ZEITmagazin: Herr Jehs, Herr Laub, im Herbst 2010 hat das ZEITmagazin Designbüros gebeten, Vorschläge einzureichen, wie man Alltagsgegenstände verbessern könnte – und Sie haben mitgemacht.

Markus Jehs: Ja, es wurden damals mehrere Entwürfe von uns abgedruckt, unter anderem eine neu gestaltete Wärmflasche, die wir »Pill« nannten.

ZEITmagazin: Was ist danach passiert?

Jürgen Laub: Wir wurden bombardiert mit Bestellungen. Leute haben sogar bei mir zu Hause angerufen, nur um zu erfahren, wo sie diese Wärmflasche kaufen könnten.

Jehs: Viele hatten wohl nicht verstanden, dass es sich bei der Darstellung um eine Computergrafik handelte. Die glaubten, die Wärmflasche gebe es wirklich.

Laub: Und um dieser Schuldigkeit nachzukommen, suchten wir dann einen Hersteller für unsere Produktidee.

ZEITmagazin: Ihre Wärmflasche wird nun ab November im Handel erhältlich sein, für etwa 30 Euro, produziert von der Marke Authentics. Was ist an »Pill« besser als an herkömmlichen Wärmflaschen?

Laub: Wir haben uns an der Form der alten Kupferwärmflaschen, die es Anfang des 20. Jahrhunderts gab, orientiert. Die konnte man auf den Tisch stellen und das Wasser oben eingießen. Man musste sie nicht wie die heute üblichen Modelle in der Hand halten, um sie mit heißem Wasser zu befüllen. Unsere »Pill« hat einen flachen elliptischen Körper und den Hals in der Mitte. Wenn sie voll ist, schraubt man sie zu und versenkt den Hals mit einem Ploppen in der Flasche.

Jehs: Man verbrennt sich nie mehr die Finger beim Eingießen. Außerdem hat sie eine Neoprenhülle.
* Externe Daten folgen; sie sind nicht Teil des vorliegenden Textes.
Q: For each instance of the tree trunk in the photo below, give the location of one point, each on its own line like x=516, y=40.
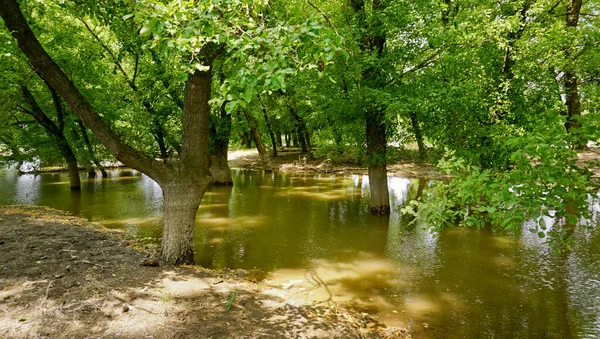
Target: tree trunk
x=418, y=135
x=278, y=138
x=56, y=132
x=246, y=139
x=260, y=146
x=270, y=129
x=301, y=140
x=90, y=149
x=71, y=160
x=188, y=176
x=303, y=135
x=373, y=42
x=219, y=167
x=376, y=154
x=182, y=180
x=571, y=80
x=288, y=140
x=181, y=201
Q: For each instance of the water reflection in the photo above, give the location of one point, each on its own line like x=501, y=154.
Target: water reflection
x=314, y=235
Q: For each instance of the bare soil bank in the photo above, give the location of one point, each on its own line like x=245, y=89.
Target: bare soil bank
x=62, y=276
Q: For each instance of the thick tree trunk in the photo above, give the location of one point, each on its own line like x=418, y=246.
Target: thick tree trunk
x=373, y=41
x=55, y=131
x=219, y=167
x=260, y=146
x=278, y=138
x=571, y=80
x=303, y=135
x=90, y=150
x=188, y=176
x=183, y=180
x=71, y=160
x=181, y=201
x=376, y=154
x=418, y=135
x=270, y=129
x=246, y=139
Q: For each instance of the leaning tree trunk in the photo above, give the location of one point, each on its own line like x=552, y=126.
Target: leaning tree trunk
x=418, y=135
x=571, y=79
x=187, y=177
x=376, y=154
x=182, y=180
x=270, y=129
x=373, y=41
x=219, y=167
x=55, y=130
x=260, y=146
x=181, y=201
x=303, y=135
x=71, y=160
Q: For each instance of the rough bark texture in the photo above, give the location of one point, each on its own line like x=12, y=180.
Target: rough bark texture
x=219, y=167
x=571, y=80
x=45, y=66
x=183, y=180
x=260, y=146
x=303, y=135
x=56, y=132
x=376, y=153
x=270, y=128
x=373, y=42
x=90, y=149
x=418, y=135
x=181, y=201
x=188, y=176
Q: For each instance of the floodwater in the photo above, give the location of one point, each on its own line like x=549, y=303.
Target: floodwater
x=313, y=235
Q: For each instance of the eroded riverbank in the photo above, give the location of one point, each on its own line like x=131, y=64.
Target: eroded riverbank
x=62, y=276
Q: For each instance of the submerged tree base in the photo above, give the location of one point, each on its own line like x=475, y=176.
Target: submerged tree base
x=86, y=282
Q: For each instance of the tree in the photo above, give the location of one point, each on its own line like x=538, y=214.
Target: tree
x=201, y=33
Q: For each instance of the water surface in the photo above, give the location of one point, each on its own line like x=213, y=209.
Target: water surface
x=314, y=235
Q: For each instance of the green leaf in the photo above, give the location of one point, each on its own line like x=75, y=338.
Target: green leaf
x=231, y=106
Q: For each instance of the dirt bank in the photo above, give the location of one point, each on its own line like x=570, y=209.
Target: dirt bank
x=61, y=276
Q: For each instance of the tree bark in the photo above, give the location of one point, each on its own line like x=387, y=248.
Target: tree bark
x=270, y=129
x=373, y=42
x=219, y=168
x=188, y=176
x=260, y=146
x=418, y=135
x=45, y=66
x=90, y=149
x=183, y=180
x=303, y=135
x=56, y=132
x=181, y=201
x=571, y=80
x=376, y=153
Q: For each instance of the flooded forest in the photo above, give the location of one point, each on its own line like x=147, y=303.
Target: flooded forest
x=292, y=168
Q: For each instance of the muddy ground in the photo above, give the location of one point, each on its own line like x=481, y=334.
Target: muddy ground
x=64, y=277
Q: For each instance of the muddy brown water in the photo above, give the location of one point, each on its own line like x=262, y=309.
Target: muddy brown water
x=313, y=235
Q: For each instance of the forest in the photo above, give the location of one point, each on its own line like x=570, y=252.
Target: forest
x=502, y=97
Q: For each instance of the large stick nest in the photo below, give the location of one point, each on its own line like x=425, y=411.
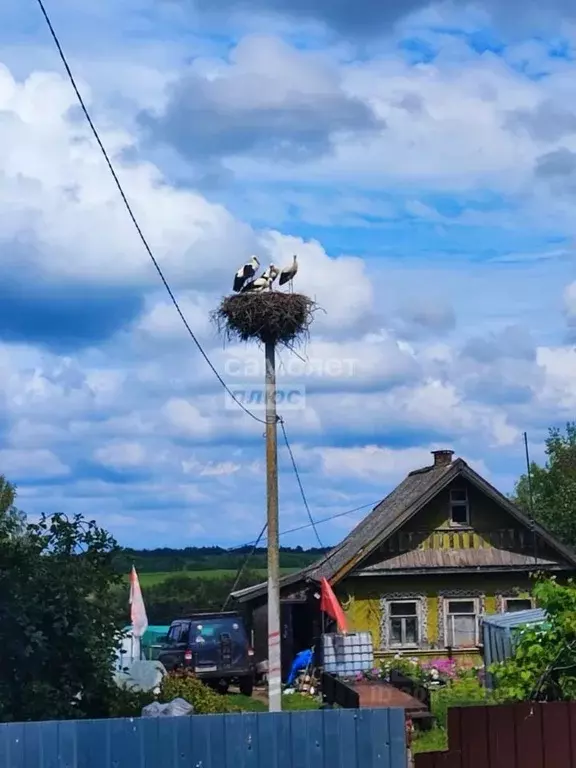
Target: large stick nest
x=268, y=316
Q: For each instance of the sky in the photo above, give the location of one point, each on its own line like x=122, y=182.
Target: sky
x=420, y=159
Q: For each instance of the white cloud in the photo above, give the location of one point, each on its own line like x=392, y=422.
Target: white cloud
x=31, y=464
x=122, y=455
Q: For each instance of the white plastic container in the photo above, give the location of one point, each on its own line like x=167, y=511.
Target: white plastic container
x=347, y=655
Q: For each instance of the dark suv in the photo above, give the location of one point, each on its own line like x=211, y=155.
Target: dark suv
x=215, y=646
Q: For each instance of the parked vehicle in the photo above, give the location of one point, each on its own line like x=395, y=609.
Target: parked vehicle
x=215, y=646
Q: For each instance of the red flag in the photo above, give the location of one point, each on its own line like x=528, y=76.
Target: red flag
x=330, y=605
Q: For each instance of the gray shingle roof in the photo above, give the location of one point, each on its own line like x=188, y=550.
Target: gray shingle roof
x=405, y=500
x=380, y=521
x=482, y=557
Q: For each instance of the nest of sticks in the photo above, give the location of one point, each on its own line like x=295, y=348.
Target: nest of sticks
x=268, y=316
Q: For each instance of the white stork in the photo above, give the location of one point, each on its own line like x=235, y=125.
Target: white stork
x=271, y=273
x=258, y=285
x=287, y=274
x=246, y=273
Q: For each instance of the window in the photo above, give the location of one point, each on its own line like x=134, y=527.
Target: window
x=461, y=623
x=403, y=623
x=459, y=510
x=177, y=633
x=514, y=604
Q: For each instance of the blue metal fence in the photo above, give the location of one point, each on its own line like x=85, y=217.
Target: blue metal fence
x=322, y=739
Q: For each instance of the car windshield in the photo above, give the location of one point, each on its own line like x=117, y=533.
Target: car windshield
x=211, y=629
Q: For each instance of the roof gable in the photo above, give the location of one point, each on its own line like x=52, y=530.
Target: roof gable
x=416, y=490
x=405, y=501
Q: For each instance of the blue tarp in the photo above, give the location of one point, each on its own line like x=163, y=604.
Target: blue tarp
x=302, y=660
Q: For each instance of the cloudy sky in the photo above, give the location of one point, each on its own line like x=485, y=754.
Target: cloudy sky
x=420, y=159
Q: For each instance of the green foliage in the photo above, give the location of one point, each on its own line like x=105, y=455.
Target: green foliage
x=210, y=558
x=434, y=740
x=126, y=702
x=544, y=662
x=298, y=702
x=58, y=630
x=462, y=692
x=554, y=486
x=184, y=684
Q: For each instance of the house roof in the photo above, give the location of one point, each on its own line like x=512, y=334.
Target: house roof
x=481, y=557
x=406, y=500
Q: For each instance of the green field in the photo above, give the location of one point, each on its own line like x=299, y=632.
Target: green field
x=150, y=579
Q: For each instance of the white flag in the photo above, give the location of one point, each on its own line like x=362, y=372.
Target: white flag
x=137, y=608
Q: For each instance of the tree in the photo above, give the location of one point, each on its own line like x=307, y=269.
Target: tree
x=554, y=486
x=58, y=628
x=12, y=520
x=543, y=666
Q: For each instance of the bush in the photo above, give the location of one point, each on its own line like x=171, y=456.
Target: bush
x=185, y=685
x=434, y=740
x=464, y=692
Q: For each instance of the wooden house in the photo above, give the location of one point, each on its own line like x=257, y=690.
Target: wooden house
x=441, y=550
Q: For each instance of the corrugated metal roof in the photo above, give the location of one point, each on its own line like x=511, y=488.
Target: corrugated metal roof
x=456, y=558
x=516, y=618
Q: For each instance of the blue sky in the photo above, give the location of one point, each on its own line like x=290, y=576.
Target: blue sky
x=420, y=159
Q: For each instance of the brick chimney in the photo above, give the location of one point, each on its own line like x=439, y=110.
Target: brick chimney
x=442, y=458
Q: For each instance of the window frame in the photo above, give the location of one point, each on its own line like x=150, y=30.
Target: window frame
x=179, y=630
x=417, y=616
x=459, y=503
x=518, y=600
x=449, y=626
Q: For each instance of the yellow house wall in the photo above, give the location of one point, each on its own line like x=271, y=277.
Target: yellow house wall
x=362, y=598
x=431, y=528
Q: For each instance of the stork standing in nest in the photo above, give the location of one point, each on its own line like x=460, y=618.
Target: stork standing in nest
x=246, y=273
x=287, y=274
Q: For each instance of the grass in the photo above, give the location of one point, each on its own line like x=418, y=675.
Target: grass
x=434, y=740
x=151, y=579
x=291, y=703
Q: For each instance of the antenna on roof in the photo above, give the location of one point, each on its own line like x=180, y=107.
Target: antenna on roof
x=531, y=497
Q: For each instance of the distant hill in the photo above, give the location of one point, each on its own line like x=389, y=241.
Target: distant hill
x=166, y=560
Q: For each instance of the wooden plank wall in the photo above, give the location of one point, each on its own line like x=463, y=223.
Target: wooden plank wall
x=512, y=736
x=317, y=739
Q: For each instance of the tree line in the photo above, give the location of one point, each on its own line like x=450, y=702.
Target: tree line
x=167, y=560
x=63, y=597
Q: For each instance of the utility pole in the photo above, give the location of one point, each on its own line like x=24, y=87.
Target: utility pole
x=274, y=657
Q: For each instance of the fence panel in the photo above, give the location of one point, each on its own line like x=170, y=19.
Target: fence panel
x=526, y=735
x=323, y=739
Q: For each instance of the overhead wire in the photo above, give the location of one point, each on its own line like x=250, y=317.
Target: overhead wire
x=299, y=481
x=174, y=300
x=304, y=526
x=132, y=215
x=243, y=567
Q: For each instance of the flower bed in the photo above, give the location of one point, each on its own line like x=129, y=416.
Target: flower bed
x=432, y=674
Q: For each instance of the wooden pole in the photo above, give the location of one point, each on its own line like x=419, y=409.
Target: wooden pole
x=274, y=657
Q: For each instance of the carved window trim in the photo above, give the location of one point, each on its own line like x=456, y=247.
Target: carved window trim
x=457, y=594
x=421, y=601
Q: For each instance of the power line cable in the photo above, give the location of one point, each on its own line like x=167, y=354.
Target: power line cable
x=309, y=525
x=299, y=481
x=243, y=567
x=161, y=273
x=132, y=215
Dadurch wird sie nicht gleich brüllend heiß und behält ihre Wärme länger.

ZEITmagazin: Wie schwierig war es, aus der Idee ein Produkt zu machen?

Laub: Wir mussten zunächst einmal das richtige Material finden. Ältere Wärmflaschen waren aus Gummi, das hält aber nicht so lange. Dazu muss unser Modell aus zwei Hälften zusammengeschweißt werden. Und Gummi lässt sich nicht schweißen. Also mussten wir erst mal einen weichen, körperfreundlichen Kunststoff finden.

Jehs: Aber viel mehr Probleme hat uns bereitet, dass der Lieferant in China , mit dem unser Hersteller Authentics zusammengearbeitet haben, zwischenzeitlich pleiteging. Plötzlich waren alle Werkzeuge in der Fabrik verschwunden, und wir mussten wieder von vorne anfangen.

ZEITmagazin: Nun hat nach zwei Jahren alles ein gutes Ende genommen. Können Sie erklären, wie es sein kann, dass all die Jahrzehnte niemand auf die Idee kam, eine Wärmflasche anders zu gestalten?

Jehs: Ich kann mir vorstellen, dass man das früher schon versucht hat, als man anfing, Wärmflaschen aus Gummi zu machen. Aber der Gummi ließ sich eben nicht schweißen wie Kupfer. Man kann das Material nur ausblasen. Also hat es der Flasche ihre Form aufgezwungen.

Laub: Und als es dann endlich möglich war, mit Kunststoffen zu arbeiten, dachte einfach niemand mehr daran. Man hatte sich eben schon daran gewöhnt, sich ständig die Finger zu verbrühen.